狂炎~狂った情炎に焼かれて~
第1章 序章~悪夢の始まり
「じゃあそろそろ予約している居酒屋に行きましょうか?皆さんすでにお待ちかねですよ」
どうやらまだ来たばっかりで地理に疎い俺を心配してくれた藤見に連れられ、歓迎会の会場の居酒屋まで案内される。
「やあ、藤見先生、ウチの悪ガキがお世話になっています」
「いえいえ…」
そこまで広い町でない分、保護者と会う機会も多いのか藤見は担当しているクラスの生徒の保護者に鉢合わせになり挨拶を交わす。
「そちらの方は?」
「私は今年度から赴任して来た、日色 蓮と言います、数学を担当してます、どうぞよろしくお願いします」
話が俺のほうに振られ、初対面の保護者に折り目正しく挨拶をする。俺の物腰柔らかい態度に保護者は表情を柔らかくした。

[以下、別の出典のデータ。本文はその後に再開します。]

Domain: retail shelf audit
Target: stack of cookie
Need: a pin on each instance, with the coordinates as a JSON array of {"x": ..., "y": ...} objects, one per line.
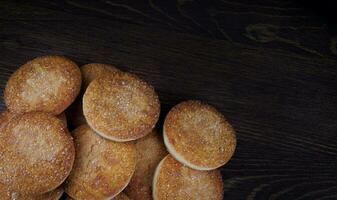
[{"x": 114, "y": 150}]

「いえいえ、手の掛かる息子ですがよろしくお願いします」
保護者は俺に頭を下げ、一緒に来ている同僚の元に向かった。
「じゃあ、俺達も行こうか…」
「はい」
藤見は俺を予約している席に案内する。
「藤見先生、日色先生…お疲れ様です…先に頂いてますよ」
現代文の佐藤が遅れてやった俺と藤見の席を空ける。俺は佐藤の隣に座り、藤見は俺の隣に座った。
「日色先生はお酒飲めますか?」
「それなりに飲めます」
俺はビールと焼き鳥を注文する。酒には結構強い自信がある、ただそのせいで大学生時代、飲み会のたび酔い潰れた先輩、同級生、後輩の面倒を見せられた苦い思い出がある。さすがに成人した教職員達の飲み会だから大学の時の飲み会みたいな惨事にはならないだろう。
「……んっ…」
運ばれて来たビールを一気に飲み干し、焼き鳥を口に運ぶ
「そういえば日色先生は結構がっしりしてますけど、何かスポーツしてました?」
佐藤が俺の身体を見て呟く。
「ずっと陸上部でした」
「へぇ…」
佐藤はおつまみを口に運びながら俺をじろじろ見る。
「へぇ…日色先生は学生時代はさぞやモテたんでしょうな」
「さあ?それはどうなんだろう?」
確かに女性から何度か告白されたことはあったが、茜以外の女性に興味を持つことがなかったため、あまりモテるかどうかを気にしたことはない。オシャレに気を使うようになったのも小学生の頃、茜が好きだった近所の高校生に寄せるためだ。